A lot has, and is being done about maternal health in Kenya, a most notable initiative being the Beyond Zero campaign which was spearheaded by the first lady Margaret Kenyatta last year. But we cannot begin to address the worryingly high numbers of maternal deaths and morbidity without addressing one of the key courses of the same – unsafe abortions which are killing approximately 266 out of 100,000 women every year. This is aside from rendering many more women unable to bear children in future as the severe effects of unsafe and incomplete abortions take hold of their reproductive and family lives. We’re looking at problems like excessive bleeding, punctured reproductive organs, post abortion sepsis and uterine perforations among other horrific side effects. These complications and deaths are totally unnecessary because performed by skilled professionals and in a good medical facility and within the law, termination of pregnancy is a safe medical procedure.
In 2012, the Ministry of Medical Services released a document detailing standards and guidelines for reducing morbidity and mortality from unsafe abortions in Kenya. The document in which the Ministry of Medical Services acknowledged unsafe abortion as a key cause of maternal deaths was arrived at with participation at different stages and in different capacities by various organizations namely:
• Kenya Medical Practitioners & Dentists Board
• Nursing Council of Kenya
• Clinical Officers Council
• Provincial Directors of Health
• Provincial Reproductive Health Coordinators
• Kenya National Commission of Human Rights
• World Health Organization (WHO)
• Kenya Obstetrical and Gynecology Society
• National Nurses Society of Kenya
• Clinical Officers Association
• Ipas Africa Alliance
• Marie Stopes Kenya
The ministry further acknowledged the importance of these policies and guidelines because there was a glaring absence of clear guidelines among the medical fraternity for management of abortions in the context of the Kenyan Law. It was therefore a crucial document both in terms of guiding medical personnel on how to go about reproductive health issues, as well as shielding them from possible prosecution for legal abortions. It also played into protecting and preserving the rights of women to the full spectrum of reproductive health services.
In December 2013 however, the guidelines were withdrawn without any consultation or explanation to the stakeholders who had participated in bringing it forth. A few months later in February 2014, the Ministry issued a memo to all public and private health workers stating that the Constitution of Kenya 2010 is clear that abortion on demand is illegal and that all trainings of health workers on safe abortions cease, lest legal measures be applied. The memo however did not clarify when abortion IS legal, and this is where the problem lies.

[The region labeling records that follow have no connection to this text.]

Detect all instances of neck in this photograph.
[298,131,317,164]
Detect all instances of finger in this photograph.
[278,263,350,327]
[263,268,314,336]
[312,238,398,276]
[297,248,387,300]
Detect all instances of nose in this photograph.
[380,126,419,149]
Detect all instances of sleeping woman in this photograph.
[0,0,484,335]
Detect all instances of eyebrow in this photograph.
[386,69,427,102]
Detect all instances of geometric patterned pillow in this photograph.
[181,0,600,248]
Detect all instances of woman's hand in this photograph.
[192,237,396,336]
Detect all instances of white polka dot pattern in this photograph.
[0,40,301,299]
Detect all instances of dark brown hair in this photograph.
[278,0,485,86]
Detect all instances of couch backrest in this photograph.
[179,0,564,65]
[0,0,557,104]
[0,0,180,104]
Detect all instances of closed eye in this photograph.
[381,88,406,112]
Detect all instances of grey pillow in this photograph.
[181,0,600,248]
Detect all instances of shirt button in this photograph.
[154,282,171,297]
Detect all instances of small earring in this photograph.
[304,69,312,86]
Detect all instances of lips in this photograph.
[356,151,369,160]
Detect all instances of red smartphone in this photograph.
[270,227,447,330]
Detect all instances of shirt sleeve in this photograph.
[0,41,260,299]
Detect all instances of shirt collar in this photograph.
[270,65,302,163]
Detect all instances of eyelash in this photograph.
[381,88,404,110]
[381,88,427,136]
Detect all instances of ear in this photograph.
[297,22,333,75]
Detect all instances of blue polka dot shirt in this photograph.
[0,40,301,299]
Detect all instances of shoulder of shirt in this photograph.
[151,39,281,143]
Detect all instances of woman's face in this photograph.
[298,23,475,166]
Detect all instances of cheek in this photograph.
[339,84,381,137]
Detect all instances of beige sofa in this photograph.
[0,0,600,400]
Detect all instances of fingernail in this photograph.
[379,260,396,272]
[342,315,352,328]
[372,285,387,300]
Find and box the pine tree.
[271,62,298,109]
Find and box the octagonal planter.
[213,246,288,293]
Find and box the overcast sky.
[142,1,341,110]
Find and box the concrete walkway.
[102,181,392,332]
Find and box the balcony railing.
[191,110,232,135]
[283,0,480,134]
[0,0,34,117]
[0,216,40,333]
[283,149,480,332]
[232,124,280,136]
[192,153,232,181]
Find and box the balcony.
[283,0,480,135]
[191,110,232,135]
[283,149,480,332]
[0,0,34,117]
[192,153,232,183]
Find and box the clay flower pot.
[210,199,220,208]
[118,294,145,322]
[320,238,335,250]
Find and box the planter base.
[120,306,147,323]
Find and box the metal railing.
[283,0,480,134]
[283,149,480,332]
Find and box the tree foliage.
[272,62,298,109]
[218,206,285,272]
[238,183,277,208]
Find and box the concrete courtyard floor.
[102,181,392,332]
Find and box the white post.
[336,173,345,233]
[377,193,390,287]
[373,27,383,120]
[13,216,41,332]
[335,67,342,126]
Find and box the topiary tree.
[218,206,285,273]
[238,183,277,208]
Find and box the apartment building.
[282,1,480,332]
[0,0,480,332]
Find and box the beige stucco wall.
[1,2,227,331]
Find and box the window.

This directive threw the medical professionals into confusion and in obvious fear for their livelihoods if they went ahead and performed abortions. This blanket directive took effect even for women who needed termination of pregnancy due to danger to the mother. Such cases include ectopic pregnancies or pregnancies in women diagnosed with cancer, and whose pregnancies cannot withstand the rigors of treatment for the same. It also flew right into the face of women’s reproductive rights which the Government has the power and obligation to protect.
Other than crippling medical professionals to legally do what belongs in their field, this back and forth by the Ministry brings with it the risk of sending even more women to the backstreets to attempt clandestine abortions in the hands of quarks. Without training of medical staff, especially middle level ones who these women can access, where do they run to? Unlike doctors who learn about safe abortion practices in medical school, nurses and clinical officers who often work in rural and informal settlement areas rely on these trainings led by medical associations and private institutions.
It is here that we come full circle into the problem of increased maternal deaths due to unsafe abortions. It is the poor and rural women who bear the brunt of this government recklessness because their richer counterparts can always procure discreet abortions which they can afford to pay top dollar for. Someone has to stand for these women.